The sculpture has been installed in a similarly dramatic location: across from city hall, and right in the heart of Winnipeg’s theatre district.
"It’s the most intense thing that we have ever produced here," says Gonick of the work, which was built by DMS Industrial Constructors in Transcona, "and it’s wonderful to have the statue where it is, where audiences going to concerts, shows and festivals can see it."
Gonick had the initial inspiration for Bloody Saturday, but he quickly found a collaborator.
"I immediately took the idea to Bernie Miller and he interpreted it as a public art sculpture," Gonick says. "He did the drawing and oversaw the initial meetings with fabricators and engineers. He really figured out logistically how to make it happen."
The Winnipeg Arts Council also played a vital role in the creation of the piece. "The sculpture would not have happened without the commission from the WAC," adds Gonick. "They were on board as soon as they heard the idea.
"They supported the piece financially with a quarter of a million dollars and helped us raise the remaining funds. They were also integral in securing the location for the sculpture on the corner of Portage Avenue and Market Avenue.
"They were fantastic."
With funding secured, Gonick and Miller got to work. Upon completion of the drawings, Miller said to Gonick, "Our work here is done."
Not long after, on Oct. 22, 2017, Miller died at the age of 69.
Theatrical timing, indeed.
In life as in death, Bernie Miller was something of an enigma to many people.
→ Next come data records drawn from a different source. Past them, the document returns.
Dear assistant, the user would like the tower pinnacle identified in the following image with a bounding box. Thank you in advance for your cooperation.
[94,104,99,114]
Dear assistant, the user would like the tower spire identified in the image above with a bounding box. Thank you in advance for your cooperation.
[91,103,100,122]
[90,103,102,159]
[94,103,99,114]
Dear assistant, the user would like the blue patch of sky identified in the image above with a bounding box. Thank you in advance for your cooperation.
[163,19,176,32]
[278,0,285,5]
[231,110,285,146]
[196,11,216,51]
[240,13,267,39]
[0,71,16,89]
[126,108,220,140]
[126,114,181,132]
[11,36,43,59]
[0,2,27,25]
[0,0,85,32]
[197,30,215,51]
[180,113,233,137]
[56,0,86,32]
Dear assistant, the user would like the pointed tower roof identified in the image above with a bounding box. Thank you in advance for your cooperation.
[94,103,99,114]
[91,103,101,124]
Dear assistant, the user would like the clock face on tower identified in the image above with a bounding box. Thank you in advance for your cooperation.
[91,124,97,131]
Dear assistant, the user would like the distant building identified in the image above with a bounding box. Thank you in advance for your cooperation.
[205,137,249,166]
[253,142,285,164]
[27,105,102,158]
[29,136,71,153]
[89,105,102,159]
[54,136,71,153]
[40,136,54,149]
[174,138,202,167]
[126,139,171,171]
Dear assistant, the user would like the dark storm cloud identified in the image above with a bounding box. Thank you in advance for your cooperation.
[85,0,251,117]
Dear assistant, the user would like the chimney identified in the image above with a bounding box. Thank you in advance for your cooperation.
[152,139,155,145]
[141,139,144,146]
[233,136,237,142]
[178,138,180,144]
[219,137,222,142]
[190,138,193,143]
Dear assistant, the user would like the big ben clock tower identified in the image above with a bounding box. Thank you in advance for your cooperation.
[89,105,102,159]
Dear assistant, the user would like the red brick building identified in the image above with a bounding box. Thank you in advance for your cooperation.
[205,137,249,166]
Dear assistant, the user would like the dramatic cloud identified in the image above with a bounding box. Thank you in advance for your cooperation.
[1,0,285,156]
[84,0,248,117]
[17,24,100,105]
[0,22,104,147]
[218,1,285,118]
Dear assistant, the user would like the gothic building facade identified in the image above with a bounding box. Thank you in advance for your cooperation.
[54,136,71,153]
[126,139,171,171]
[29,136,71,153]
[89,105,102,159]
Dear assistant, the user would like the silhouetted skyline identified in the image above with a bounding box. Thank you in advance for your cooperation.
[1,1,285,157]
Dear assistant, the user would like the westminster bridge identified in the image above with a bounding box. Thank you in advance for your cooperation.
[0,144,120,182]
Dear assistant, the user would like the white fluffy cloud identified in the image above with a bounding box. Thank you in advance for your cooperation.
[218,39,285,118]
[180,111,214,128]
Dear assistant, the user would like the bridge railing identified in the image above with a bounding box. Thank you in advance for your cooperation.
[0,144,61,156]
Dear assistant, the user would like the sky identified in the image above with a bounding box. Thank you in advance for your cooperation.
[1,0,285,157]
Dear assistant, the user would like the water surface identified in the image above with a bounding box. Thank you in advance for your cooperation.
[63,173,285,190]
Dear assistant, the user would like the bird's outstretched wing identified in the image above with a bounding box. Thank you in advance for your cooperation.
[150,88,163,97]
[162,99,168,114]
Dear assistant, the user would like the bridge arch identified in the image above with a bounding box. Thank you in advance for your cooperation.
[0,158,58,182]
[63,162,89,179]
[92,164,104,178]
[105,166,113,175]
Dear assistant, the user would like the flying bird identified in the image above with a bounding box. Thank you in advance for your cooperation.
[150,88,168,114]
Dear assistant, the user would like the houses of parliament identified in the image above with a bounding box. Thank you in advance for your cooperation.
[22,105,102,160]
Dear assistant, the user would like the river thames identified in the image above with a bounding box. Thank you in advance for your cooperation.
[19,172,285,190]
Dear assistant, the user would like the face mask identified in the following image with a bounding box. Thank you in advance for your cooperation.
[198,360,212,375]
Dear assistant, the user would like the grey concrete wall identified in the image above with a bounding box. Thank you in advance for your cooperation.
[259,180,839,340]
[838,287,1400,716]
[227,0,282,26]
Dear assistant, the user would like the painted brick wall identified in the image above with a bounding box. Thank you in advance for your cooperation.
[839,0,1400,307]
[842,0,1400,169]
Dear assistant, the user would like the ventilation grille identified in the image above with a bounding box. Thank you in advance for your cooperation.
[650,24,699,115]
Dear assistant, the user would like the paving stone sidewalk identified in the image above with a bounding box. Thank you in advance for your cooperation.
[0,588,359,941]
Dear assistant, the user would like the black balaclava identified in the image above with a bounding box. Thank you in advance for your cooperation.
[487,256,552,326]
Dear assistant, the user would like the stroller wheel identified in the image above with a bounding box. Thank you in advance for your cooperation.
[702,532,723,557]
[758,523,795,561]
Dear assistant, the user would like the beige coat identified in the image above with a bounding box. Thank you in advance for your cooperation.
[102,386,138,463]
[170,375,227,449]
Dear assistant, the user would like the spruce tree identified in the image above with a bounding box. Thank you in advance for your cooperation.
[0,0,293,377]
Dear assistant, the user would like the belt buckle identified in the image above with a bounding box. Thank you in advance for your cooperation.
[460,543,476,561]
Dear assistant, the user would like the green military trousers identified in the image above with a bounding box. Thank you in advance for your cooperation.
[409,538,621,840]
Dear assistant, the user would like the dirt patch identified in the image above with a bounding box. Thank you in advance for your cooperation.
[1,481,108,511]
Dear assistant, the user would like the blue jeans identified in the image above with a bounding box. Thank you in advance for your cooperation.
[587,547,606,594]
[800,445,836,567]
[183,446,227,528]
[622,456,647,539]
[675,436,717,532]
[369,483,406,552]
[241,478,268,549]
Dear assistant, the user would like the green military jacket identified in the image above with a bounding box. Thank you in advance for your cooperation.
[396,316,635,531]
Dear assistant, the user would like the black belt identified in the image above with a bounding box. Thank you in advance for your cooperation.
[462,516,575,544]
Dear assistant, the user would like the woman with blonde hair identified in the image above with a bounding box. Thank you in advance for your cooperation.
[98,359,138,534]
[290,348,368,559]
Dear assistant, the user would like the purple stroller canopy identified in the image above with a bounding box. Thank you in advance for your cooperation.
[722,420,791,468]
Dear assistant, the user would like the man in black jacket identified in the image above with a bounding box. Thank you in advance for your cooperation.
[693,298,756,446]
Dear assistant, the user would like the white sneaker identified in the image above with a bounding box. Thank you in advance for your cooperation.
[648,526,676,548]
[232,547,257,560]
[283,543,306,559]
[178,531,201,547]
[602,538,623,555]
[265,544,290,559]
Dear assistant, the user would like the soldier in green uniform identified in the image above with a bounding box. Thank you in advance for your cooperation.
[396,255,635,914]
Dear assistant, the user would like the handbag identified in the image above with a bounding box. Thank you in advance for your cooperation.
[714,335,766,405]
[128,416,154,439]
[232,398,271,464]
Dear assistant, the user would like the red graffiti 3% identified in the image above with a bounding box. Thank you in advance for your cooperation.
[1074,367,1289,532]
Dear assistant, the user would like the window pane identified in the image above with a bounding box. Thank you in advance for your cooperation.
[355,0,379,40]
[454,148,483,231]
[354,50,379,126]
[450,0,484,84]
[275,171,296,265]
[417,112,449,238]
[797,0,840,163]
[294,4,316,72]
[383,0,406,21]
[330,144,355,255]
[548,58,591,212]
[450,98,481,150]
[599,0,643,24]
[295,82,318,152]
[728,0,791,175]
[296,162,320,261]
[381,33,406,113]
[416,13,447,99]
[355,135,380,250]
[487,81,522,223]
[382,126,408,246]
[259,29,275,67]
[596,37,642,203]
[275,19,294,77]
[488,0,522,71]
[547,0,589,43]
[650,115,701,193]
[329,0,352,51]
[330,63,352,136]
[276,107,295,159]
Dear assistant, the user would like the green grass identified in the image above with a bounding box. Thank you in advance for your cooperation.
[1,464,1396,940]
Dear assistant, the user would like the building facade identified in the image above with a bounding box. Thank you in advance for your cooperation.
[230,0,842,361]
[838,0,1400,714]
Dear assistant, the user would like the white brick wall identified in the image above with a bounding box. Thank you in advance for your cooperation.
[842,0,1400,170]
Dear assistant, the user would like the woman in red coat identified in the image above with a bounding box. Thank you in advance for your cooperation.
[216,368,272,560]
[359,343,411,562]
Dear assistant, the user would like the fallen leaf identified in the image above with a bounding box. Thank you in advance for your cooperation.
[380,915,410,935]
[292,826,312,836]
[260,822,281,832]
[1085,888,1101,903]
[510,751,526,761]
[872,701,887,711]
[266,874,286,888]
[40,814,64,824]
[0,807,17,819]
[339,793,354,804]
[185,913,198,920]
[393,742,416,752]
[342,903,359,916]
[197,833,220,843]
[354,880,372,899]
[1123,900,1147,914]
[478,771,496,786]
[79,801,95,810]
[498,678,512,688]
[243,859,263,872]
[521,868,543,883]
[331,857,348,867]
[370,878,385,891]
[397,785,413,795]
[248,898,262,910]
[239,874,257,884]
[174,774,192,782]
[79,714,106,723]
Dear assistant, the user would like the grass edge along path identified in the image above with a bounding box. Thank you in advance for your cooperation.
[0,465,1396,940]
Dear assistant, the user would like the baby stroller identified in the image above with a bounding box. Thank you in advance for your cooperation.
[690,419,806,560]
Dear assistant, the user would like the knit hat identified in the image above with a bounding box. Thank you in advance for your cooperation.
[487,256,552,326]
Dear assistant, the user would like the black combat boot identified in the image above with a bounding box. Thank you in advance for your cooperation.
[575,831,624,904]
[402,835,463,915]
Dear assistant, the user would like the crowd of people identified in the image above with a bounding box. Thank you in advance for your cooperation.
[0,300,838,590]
A prolific Canadian artist, it may be surprising to learn he only produced one solo exhibition of work; none of those sculptures or drawings was ever purchased.
"Bernie never expected his large sculptures to be sold," says his longtime partner, the esteemed cultural critic, writer, performance artist and psychiatrist Jeanne Randolph. "He called them ‘stage sets,’ sometimes throwing them away."
The impermanence and ephemerality of many of Miller’s pieces stands in confusing opposition to that of his final work, which is a permanent work of public art.
"Bernie eschewed the limelight and never agreed to giving artist talks," says Randolph, in her generous reflection of Miller’s work and life. "He had no interest in autobiographic or expressionistic art."
But she is quick to remind us that artists — just like the rest of us — grow and change. "It was only in the few years before he died that he realized how, in some hidden layer of his mind, his work had the undertones of autobiography."
Bloody Saturday is permanently on display for the public, free and at any time of day or night at the Pantages Theatre Plaza.